When we look at things like Wenger's communities of practice, we see, in part, the description of this sort of network. Rather than the school-and-teacher model of professional development (which is a hub and spokes model) the community of practice maximalizes the voice of each of its members. It can be called a cluster around a certain topic or area of interest, but the topic or area of interest does not define the community, it is rather an empirical description of the community (and thus, for example, we see people who came together as a hockey team in 1980 continue to be drinking buddies in 1990 and go on to form an investment club in 2000).
Maximally distributed creativity isn't about opening the channels of communication, at least, not directly. It is about each person having the potential to be a member of a receptive community, where there is a great deal of interactivity among the members of that community, and where the community, in turn, is a member of a wider community of communities. Each person thus is always heard by some, has the potential to be heard by all, and plays a role not only in the creation of new ideas, but also, as part of the community, in the evaluation and passing on of others' ideas.

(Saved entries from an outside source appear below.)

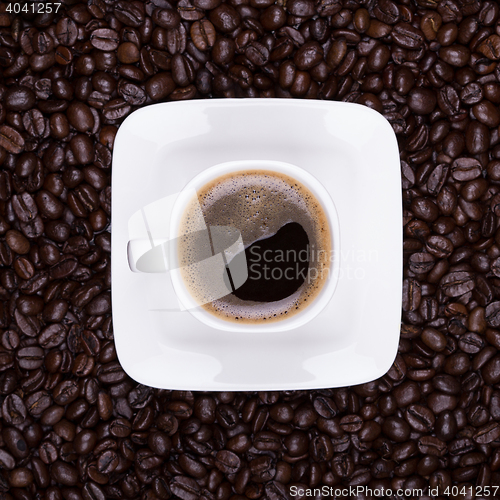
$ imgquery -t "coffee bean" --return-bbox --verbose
[9,467,34,488]
[25,390,52,417]
[69,134,93,165]
[0,125,25,154]
[478,34,500,60]
[426,235,453,258]
[2,394,27,425]
[0,448,15,471]
[434,410,457,442]
[465,121,489,154]
[215,450,241,474]
[82,481,106,500]
[53,380,79,405]
[170,54,194,87]
[17,346,44,370]
[50,461,78,486]
[5,85,36,111]
[287,0,315,17]
[67,101,94,133]
[473,422,500,444]
[382,416,410,442]
[391,23,424,49]
[419,11,441,41]
[340,415,363,432]
[405,404,435,433]
[6,230,30,255]
[97,449,119,473]
[411,197,439,222]
[146,72,176,100]
[439,44,470,67]
[117,42,140,64]
[153,8,181,29]
[190,20,216,52]
[451,157,482,181]
[294,41,322,70]
[418,435,447,456]
[433,374,460,395]
[192,0,220,8]
[55,17,77,45]
[408,89,437,119]
[422,328,446,352]
[209,4,241,33]
[169,476,200,500]
[485,301,500,327]
[90,28,119,51]
[38,324,67,349]
[440,271,475,297]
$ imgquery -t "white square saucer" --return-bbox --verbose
[111,99,402,391]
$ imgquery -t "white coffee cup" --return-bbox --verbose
[168,160,341,333]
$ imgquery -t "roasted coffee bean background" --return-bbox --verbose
[1,0,500,498]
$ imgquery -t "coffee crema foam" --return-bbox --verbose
[178,170,331,324]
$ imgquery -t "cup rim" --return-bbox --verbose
[169,159,341,333]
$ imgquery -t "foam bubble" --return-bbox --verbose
[179,170,332,324]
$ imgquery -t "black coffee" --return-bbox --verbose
[178,170,331,324]
[227,222,309,302]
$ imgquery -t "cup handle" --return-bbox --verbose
[127,239,169,273]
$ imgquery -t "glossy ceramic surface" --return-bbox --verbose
[112,99,402,390]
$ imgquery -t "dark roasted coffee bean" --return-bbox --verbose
[6,230,30,255]
[426,235,453,258]
[418,435,447,456]
[55,18,77,46]
[117,42,140,64]
[433,374,460,395]
[294,41,322,70]
[440,271,475,297]
[190,20,216,52]
[215,450,241,474]
[439,44,470,67]
[2,394,27,425]
[209,4,241,33]
[391,23,424,49]
[407,88,436,115]
[146,73,176,100]
[170,475,200,500]
[17,346,44,369]
[382,416,410,442]
[405,404,435,433]
[23,108,45,138]
[411,197,439,222]
[51,461,78,486]
[452,157,482,181]
[478,34,500,60]
[67,102,94,133]
[90,29,119,51]
[153,8,181,29]
[171,54,195,87]
[420,327,447,352]
[26,390,52,417]
[5,86,36,111]
[12,192,37,223]
[0,125,24,154]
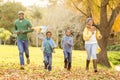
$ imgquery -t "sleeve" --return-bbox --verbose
[41,39,45,51]
[68,37,73,47]
[24,20,33,33]
[83,28,92,41]
[51,39,56,48]
[96,29,102,40]
[14,21,19,34]
[61,37,64,48]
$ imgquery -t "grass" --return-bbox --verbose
[0,45,87,67]
[0,45,120,80]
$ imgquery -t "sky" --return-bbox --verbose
[3,0,50,7]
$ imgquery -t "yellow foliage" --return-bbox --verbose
[112,14,120,32]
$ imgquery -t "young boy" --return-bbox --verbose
[42,31,56,71]
[61,29,73,71]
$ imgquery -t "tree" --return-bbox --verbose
[0,1,26,32]
[0,28,11,45]
[65,0,120,67]
[30,5,42,26]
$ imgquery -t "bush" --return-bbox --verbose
[108,52,120,65]
[107,44,120,51]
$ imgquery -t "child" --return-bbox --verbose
[61,29,73,71]
[42,31,56,71]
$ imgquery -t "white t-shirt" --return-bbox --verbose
[85,31,97,44]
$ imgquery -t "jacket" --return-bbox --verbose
[83,27,102,41]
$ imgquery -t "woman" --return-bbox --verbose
[83,18,102,72]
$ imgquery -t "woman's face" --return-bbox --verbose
[87,20,93,26]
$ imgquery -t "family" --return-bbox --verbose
[14,11,102,72]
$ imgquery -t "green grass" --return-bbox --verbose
[0,45,120,80]
[0,45,86,67]
[0,45,119,68]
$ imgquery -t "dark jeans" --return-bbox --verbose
[17,40,29,65]
[43,52,52,71]
[63,51,72,63]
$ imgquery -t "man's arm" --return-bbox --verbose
[14,22,20,35]
[22,20,34,33]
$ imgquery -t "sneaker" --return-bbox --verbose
[94,70,98,73]
[27,58,30,64]
[20,65,24,70]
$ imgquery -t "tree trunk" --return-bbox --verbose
[97,0,111,67]
[97,37,111,67]
[0,39,1,45]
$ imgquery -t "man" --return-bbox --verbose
[14,11,33,70]
[42,31,56,71]
[61,29,73,71]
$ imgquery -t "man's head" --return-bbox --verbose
[65,29,71,36]
[46,31,52,38]
[18,11,24,20]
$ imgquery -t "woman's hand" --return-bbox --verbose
[89,26,96,34]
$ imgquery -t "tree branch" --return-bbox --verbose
[108,4,120,29]
[108,3,113,11]
[101,0,109,8]
[71,0,88,17]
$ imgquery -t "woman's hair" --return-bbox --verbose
[46,31,52,35]
[86,18,93,23]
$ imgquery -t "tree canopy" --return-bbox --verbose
[0,2,26,32]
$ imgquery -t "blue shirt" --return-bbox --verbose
[42,37,56,53]
[61,36,73,53]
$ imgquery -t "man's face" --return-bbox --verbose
[66,30,71,36]
[47,33,51,38]
[18,13,24,20]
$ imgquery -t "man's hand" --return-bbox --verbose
[20,30,25,34]
[28,28,34,30]
[14,31,20,35]
[16,32,20,35]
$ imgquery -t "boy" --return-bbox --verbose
[42,31,56,71]
[61,29,73,71]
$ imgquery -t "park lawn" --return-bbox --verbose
[0,45,120,80]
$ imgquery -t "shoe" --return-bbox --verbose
[20,65,24,70]
[94,70,98,72]
[67,62,71,71]
[43,61,48,69]
[64,59,67,68]
[93,59,98,73]
[86,60,90,70]
[48,65,52,71]
[27,58,30,64]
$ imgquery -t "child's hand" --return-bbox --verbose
[66,41,69,44]
[53,49,55,53]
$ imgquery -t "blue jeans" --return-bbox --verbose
[43,52,52,71]
[17,40,29,65]
[63,51,72,63]
[85,43,98,60]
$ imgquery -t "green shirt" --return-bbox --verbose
[14,18,33,40]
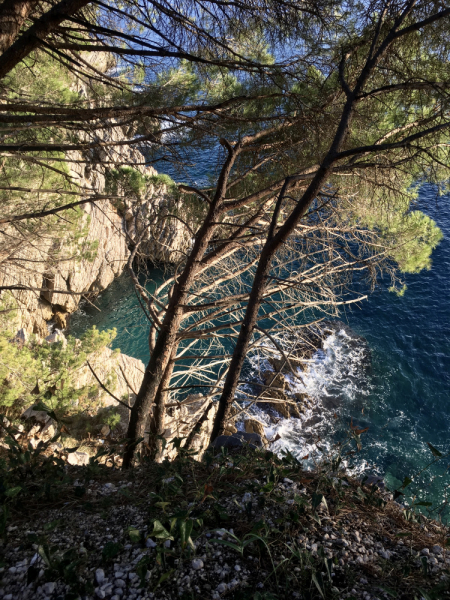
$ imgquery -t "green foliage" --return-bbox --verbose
[0,326,116,418]
[106,166,148,198]
[103,409,121,430]
[1,52,78,218]
[6,50,79,105]
[0,418,68,517]
[147,173,178,191]
[385,211,443,273]
[30,542,93,598]
[340,179,443,277]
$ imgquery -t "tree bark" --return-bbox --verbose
[0,0,91,79]
[210,95,357,439]
[147,348,177,462]
[0,0,39,54]
[122,141,240,467]
[210,1,426,439]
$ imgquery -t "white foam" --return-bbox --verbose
[239,324,373,466]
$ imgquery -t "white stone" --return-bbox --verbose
[45,331,67,346]
[95,568,105,585]
[191,559,204,570]
[217,583,227,593]
[67,451,90,466]
[96,589,106,599]
[432,545,443,555]
[21,408,50,424]
[43,582,56,594]
[115,579,126,588]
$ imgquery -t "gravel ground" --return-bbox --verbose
[1,452,449,600]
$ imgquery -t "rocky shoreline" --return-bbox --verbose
[13,319,369,465]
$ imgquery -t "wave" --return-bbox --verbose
[239,321,374,465]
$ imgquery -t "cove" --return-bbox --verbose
[70,184,450,517]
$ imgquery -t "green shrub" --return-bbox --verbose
[106,166,147,198]
[0,326,116,418]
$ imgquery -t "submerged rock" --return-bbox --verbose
[239,320,372,451]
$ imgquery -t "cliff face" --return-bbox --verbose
[0,197,130,335]
[0,140,193,335]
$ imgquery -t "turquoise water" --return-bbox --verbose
[70,184,450,516]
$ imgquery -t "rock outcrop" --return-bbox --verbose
[0,150,195,335]
[244,418,269,446]
[18,331,216,460]
[163,395,218,460]
[0,52,196,335]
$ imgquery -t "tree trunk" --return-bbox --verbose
[122,213,219,467]
[0,0,39,54]
[148,347,177,462]
[122,308,182,467]
[0,0,91,79]
[209,248,273,440]
[122,143,239,467]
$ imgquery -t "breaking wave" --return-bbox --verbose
[240,322,373,463]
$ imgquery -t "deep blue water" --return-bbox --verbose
[338,187,450,514]
[71,184,450,516]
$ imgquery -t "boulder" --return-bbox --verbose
[363,474,385,489]
[54,311,68,330]
[163,395,218,460]
[260,371,302,419]
[210,431,263,451]
[40,419,56,441]
[22,407,51,425]
[244,418,268,446]
[67,451,90,466]
[45,330,67,346]
[22,407,58,442]
[223,423,238,436]
[234,431,263,446]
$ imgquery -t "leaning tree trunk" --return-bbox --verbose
[122,142,240,467]
[0,0,39,55]
[210,112,357,439]
[209,39,375,438]
[0,0,91,79]
[122,308,183,467]
[147,346,178,461]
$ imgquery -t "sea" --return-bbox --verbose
[70,174,450,519]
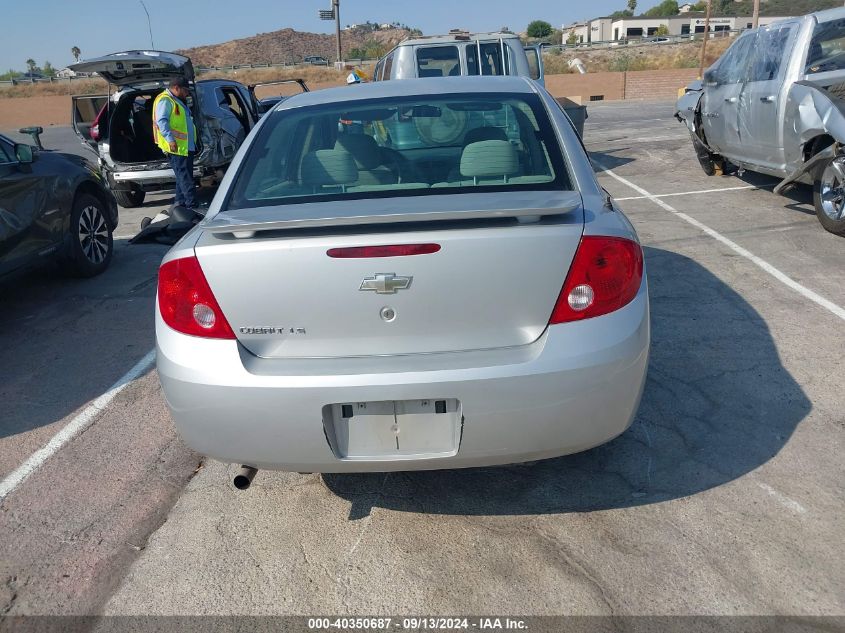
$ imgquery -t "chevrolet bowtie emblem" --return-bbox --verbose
[359,273,413,294]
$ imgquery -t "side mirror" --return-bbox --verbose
[703,69,719,86]
[14,144,33,164]
[19,126,44,149]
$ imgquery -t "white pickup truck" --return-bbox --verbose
[676,8,845,236]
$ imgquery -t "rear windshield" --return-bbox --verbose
[416,46,460,77]
[224,92,569,211]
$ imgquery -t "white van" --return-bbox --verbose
[373,31,544,85]
[372,31,587,137]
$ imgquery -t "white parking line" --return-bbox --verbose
[587,134,687,144]
[0,349,156,504]
[615,185,760,201]
[758,483,808,515]
[596,163,845,323]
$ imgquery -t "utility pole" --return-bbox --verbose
[139,0,155,49]
[698,0,712,78]
[334,0,342,65]
[752,0,760,28]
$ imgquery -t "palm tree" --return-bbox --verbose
[71,46,81,62]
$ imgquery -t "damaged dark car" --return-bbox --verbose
[676,8,845,236]
[0,131,118,280]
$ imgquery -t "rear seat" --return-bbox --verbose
[335,134,396,186]
[301,149,358,192]
[445,127,509,182]
[434,139,521,187]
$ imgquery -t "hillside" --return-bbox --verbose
[176,26,412,67]
[544,38,732,74]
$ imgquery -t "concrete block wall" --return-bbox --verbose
[544,72,626,102]
[544,68,699,102]
[623,68,699,100]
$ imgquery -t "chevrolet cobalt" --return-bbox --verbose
[156,77,649,476]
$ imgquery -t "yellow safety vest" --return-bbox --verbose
[152,91,192,156]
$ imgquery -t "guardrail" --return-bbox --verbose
[0,75,100,87]
[194,58,378,72]
[0,58,381,89]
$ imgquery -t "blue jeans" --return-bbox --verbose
[169,152,196,209]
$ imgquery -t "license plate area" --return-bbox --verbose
[322,399,462,460]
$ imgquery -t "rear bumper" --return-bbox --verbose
[157,284,650,472]
[110,166,204,190]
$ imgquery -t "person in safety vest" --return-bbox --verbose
[154,77,198,210]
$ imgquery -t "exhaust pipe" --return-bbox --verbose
[233,466,258,490]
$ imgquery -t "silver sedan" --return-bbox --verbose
[155,76,649,477]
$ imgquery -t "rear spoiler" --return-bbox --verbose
[204,191,582,238]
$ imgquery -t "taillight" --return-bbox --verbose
[158,256,235,339]
[90,124,99,141]
[549,236,643,323]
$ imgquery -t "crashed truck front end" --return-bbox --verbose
[776,75,845,194]
[675,14,845,192]
[674,81,720,176]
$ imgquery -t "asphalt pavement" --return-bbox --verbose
[0,103,843,624]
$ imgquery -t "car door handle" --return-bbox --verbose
[760,96,776,103]
[724,97,738,103]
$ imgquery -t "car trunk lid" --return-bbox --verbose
[69,51,194,87]
[194,191,584,358]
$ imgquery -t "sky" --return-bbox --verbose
[0,0,629,71]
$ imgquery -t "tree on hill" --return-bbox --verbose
[526,20,553,38]
[71,46,81,62]
[611,9,634,18]
[644,0,679,17]
[348,39,389,60]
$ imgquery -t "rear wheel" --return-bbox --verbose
[114,187,146,208]
[813,157,845,236]
[66,193,114,277]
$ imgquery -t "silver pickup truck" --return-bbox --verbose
[676,8,845,236]
[371,31,587,137]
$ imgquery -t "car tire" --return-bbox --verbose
[691,134,720,177]
[114,187,146,208]
[65,193,114,277]
[813,156,845,236]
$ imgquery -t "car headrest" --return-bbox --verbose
[464,126,508,146]
[301,149,357,187]
[335,134,383,170]
[460,140,519,179]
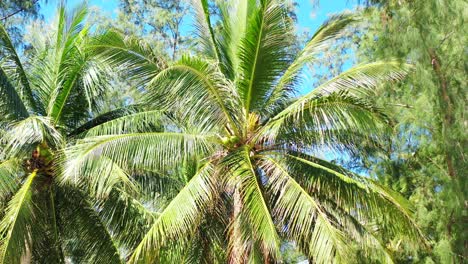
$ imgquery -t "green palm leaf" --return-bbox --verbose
[1,116,63,159]
[284,152,424,242]
[57,185,123,263]
[237,0,295,114]
[147,55,242,134]
[129,162,216,263]
[95,188,156,251]
[46,4,89,122]
[191,0,221,62]
[0,170,39,263]
[62,132,213,184]
[259,156,348,263]
[68,105,141,137]
[0,24,37,112]
[77,110,165,137]
[90,30,164,85]
[215,0,257,79]
[261,91,390,144]
[0,159,21,201]
[267,13,358,109]
[0,67,29,121]
[224,148,281,259]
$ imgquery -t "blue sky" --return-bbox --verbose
[39,0,357,34]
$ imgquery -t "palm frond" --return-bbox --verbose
[1,116,63,159]
[80,156,138,199]
[132,171,186,202]
[0,67,29,121]
[147,55,242,134]
[47,47,92,123]
[260,91,390,144]
[312,61,411,97]
[191,0,221,62]
[215,0,257,80]
[77,110,165,137]
[0,24,37,112]
[237,0,295,114]
[224,148,281,259]
[259,156,348,263]
[129,162,216,263]
[62,132,214,185]
[305,193,395,263]
[95,188,156,251]
[265,61,411,131]
[0,159,21,201]
[90,30,165,85]
[283,152,425,243]
[24,4,113,128]
[33,4,109,126]
[68,105,141,136]
[57,185,123,263]
[0,170,39,263]
[267,13,358,108]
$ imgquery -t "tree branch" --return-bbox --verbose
[0,0,39,21]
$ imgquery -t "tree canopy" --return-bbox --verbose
[0,0,465,263]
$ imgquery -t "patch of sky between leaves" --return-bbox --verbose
[39,0,365,174]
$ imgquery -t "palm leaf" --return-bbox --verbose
[129,162,215,263]
[48,4,88,116]
[68,105,141,136]
[80,156,138,199]
[0,170,39,263]
[191,0,221,62]
[312,61,411,97]
[90,30,164,85]
[0,67,29,121]
[1,116,63,159]
[215,0,257,80]
[77,110,165,137]
[267,13,358,109]
[95,188,156,251]
[267,61,411,126]
[57,185,123,263]
[283,152,424,243]
[0,24,37,112]
[147,55,241,134]
[62,132,214,185]
[237,0,295,114]
[0,159,21,201]
[259,156,348,263]
[224,147,281,259]
[260,91,390,144]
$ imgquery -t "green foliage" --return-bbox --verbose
[0,1,448,263]
[0,4,143,262]
[0,0,41,46]
[116,0,191,59]
[68,0,426,262]
[353,0,467,262]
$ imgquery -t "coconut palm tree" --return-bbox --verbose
[65,0,425,263]
[0,5,150,263]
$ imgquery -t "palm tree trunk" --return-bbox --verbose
[229,186,245,264]
[50,186,65,263]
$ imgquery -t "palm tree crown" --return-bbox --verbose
[63,0,424,263]
[0,5,132,263]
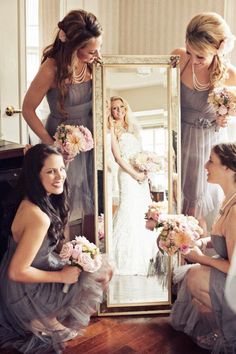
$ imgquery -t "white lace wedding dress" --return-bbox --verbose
[110,132,158,276]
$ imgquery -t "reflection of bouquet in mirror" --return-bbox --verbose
[208,87,236,117]
[54,124,94,156]
[98,213,105,252]
[98,214,104,240]
[145,207,203,256]
[59,236,102,293]
[131,151,162,173]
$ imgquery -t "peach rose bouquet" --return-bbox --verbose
[208,87,236,117]
[54,124,94,157]
[59,236,102,293]
[145,204,203,256]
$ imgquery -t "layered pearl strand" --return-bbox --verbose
[72,63,87,84]
[192,65,210,91]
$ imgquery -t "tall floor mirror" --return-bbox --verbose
[93,55,181,315]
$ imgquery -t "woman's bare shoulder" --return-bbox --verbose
[37,58,57,82]
[171,48,186,56]
[15,200,50,226]
[171,48,189,69]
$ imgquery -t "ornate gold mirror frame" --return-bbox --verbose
[93,55,181,315]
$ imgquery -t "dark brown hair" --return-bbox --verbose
[213,143,236,181]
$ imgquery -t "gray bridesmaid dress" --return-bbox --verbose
[0,234,107,353]
[171,198,236,353]
[45,80,94,221]
[181,82,224,219]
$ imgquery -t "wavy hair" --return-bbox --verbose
[108,96,140,139]
[42,9,102,117]
[186,12,234,89]
[12,144,70,242]
[213,143,236,182]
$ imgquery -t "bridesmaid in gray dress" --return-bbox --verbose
[0,144,112,354]
[171,143,236,352]
[22,9,103,222]
[172,12,236,232]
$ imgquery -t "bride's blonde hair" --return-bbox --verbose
[108,96,140,139]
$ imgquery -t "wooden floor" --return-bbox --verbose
[2,315,209,354]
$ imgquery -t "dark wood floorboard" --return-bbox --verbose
[1,316,209,354]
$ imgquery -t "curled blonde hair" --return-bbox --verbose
[108,96,140,139]
[186,12,234,88]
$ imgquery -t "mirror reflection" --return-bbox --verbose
[94,56,180,313]
[106,67,169,306]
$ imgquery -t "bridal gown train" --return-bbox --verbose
[111,132,158,276]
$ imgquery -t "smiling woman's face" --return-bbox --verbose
[111,99,126,122]
[186,43,215,68]
[205,150,225,184]
[40,154,66,195]
[77,36,102,63]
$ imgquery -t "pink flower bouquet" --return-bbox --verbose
[208,87,236,117]
[131,151,162,173]
[59,236,102,293]
[97,213,105,253]
[54,124,94,157]
[98,213,104,241]
[145,204,203,256]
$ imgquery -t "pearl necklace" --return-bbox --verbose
[214,192,236,224]
[72,63,87,84]
[192,65,210,91]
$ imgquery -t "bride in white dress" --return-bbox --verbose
[108,96,158,276]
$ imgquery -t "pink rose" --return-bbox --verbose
[218,105,228,115]
[71,244,83,260]
[78,253,101,272]
[145,219,157,231]
[147,209,159,221]
[79,126,94,151]
[180,245,190,254]
[59,242,73,260]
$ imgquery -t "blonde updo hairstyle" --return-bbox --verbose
[108,96,140,139]
[186,12,234,89]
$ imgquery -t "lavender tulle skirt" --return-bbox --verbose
[0,236,112,354]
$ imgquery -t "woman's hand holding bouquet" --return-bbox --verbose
[145,203,203,256]
[208,86,236,128]
[132,151,162,174]
[59,236,102,293]
[131,151,162,184]
[54,124,94,162]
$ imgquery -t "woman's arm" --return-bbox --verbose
[184,246,230,274]
[111,129,146,182]
[184,207,236,274]
[195,236,212,251]
[22,58,56,144]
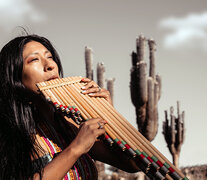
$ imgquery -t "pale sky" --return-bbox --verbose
[0,0,207,168]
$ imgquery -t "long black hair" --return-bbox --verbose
[0,35,64,179]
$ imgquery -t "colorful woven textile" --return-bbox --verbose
[38,122,97,180]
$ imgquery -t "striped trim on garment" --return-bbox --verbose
[40,136,78,180]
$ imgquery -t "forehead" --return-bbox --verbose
[23,41,50,58]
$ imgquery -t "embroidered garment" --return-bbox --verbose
[36,121,98,180]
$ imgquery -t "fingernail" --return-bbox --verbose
[81,90,87,93]
[81,86,86,90]
[88,93,94,96]
[81,78,85,81]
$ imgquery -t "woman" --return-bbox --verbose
[0,34,139,180]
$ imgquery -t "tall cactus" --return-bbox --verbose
[85,47,94,80]
[106,78,115,105]
[97,62,105,88]
[130,35,161,141]
[163,101,185,168]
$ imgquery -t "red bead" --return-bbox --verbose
[168,167,175,173]
[147,156,153,162]
[139,154,145,159]
[124,144,130,150]
[156,160,163,167]
[117,141,121,145]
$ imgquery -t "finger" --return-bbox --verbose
[94,128,106,137]
[80,78,91,83]
[80,119,106,136]
[81,81,99,90]
[88,90,109,98]
[83,82,98,90]
[84,117,106,125]
[86,121,106,130]
[81,87,101,94]
[97,121,106,129]
[88,90,113,105]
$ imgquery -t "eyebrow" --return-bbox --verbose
[24,50,51,60]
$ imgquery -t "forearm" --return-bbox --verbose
[90,141,140,173]
[33,141,81,180]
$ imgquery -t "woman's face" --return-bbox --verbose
[22,41,59,92]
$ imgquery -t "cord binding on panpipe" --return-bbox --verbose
[36,76,189,180]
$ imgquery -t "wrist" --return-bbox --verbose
[66,140,84,159]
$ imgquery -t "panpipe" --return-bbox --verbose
[36,76,188,180]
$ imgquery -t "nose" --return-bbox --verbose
[43,58,55,72]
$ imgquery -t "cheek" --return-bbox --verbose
[22,67,44,92]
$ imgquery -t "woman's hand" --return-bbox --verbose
[71,118,106,156]
[80,78,113,105]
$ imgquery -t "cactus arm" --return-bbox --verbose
[97,62,105,88]
[85,47,94,80]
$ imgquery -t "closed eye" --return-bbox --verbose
[47,56,53,59]
[30,58,38,62]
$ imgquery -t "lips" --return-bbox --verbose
[47,75,59,81]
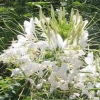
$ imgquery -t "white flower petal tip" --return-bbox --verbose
[24,18,35,36]
[11,68,21,77]
[50,33,67,50]
[36,83,43,89]
[27,78,36,86]
[85,52,93,65]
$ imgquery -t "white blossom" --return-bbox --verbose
[0,8,99,100]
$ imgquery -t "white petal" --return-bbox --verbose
[50,87,54,93]
[62,40,67,49]
[97,90,100,96]
[17,35,26,42]
[30,18,35,34]
[95,83,100,88]
[24,21,30,29]
[11,68,21,77]
[27,78,35,86]
[57,34,63,48]
[85,52,93,65]
[83,20,88,28]
[36,83,43,89]
[24,18,35,35]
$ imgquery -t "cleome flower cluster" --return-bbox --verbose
[0,7,100,99]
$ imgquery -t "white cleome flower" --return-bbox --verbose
[0,7,99,99]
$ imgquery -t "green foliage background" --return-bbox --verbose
[0,0,100,99]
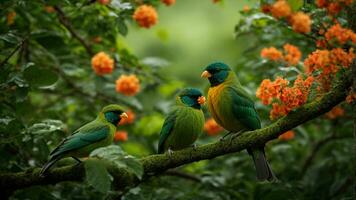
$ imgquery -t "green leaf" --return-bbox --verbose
[23,65,58,87]
[114,156,144,179]
[27,119,66,135]
[90,145,144,179]
[90,145,126,158]
[287,0,303,11]
[85,159,112,193]
[117,18,128,36]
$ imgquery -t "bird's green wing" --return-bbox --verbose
[158,109,178,154]
[50,122,110,157]
[228,86,261,130]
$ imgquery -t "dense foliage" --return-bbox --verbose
[0,0,354,199]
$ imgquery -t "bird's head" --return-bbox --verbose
[101,104,128,126]
[177,88,205,109]
[201,62,231,86]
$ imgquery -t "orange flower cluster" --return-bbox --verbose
[162,0,176,6]
[44,6,55,13]
[92,36,102,44]
[119,110,135,125]
[7,11,16,25]
[204,118,224,136]
[257,75,314,119]
[260,47,283,61]
[261,44,302,65]
[289,12,311,34]
[271,0,291,19]
[279,130,295,141]
[132,5,158,28]
[325,24,356,45]
[91,52,114,75]
[264,1,311,34]
[243,5,251,12]
[283,44,302,65]
[97,0,110,5]
[114,131,128,142]
[316,0,353,15]
[304,48,355,76]
[115,74,140,96]
[346,92,356,103]
[325,106,344,119]
[256,77,289,105]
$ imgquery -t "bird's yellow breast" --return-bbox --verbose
[207,83,226,127]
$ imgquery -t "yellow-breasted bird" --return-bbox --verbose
[40,104,128,176]
[201,62,275,181]
[158,88,205,155]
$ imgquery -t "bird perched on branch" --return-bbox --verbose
[201,62,275,181]
[158,88,205,155]
[40,104,128,176]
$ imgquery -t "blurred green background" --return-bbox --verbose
[123,0,255,86]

[*] I just want to amend my previous post slightly.
I wrote: "The networks are scale free because, theoretically, there is no limit to the number of connections a member could have..."
This should not be confused with the definition of a 'scale free network', which is specifically, that "a network that is scale-free will have the same properties no matter what the number of its nodes is."
But the relationship between my statement and the more formal definition should be clear. If there is a limit to the number of connections created by the physical properties of the nodes, then the mathematical formula that describes one instance of the network (a small instance) cannot be used to describe all instances of the same type of network.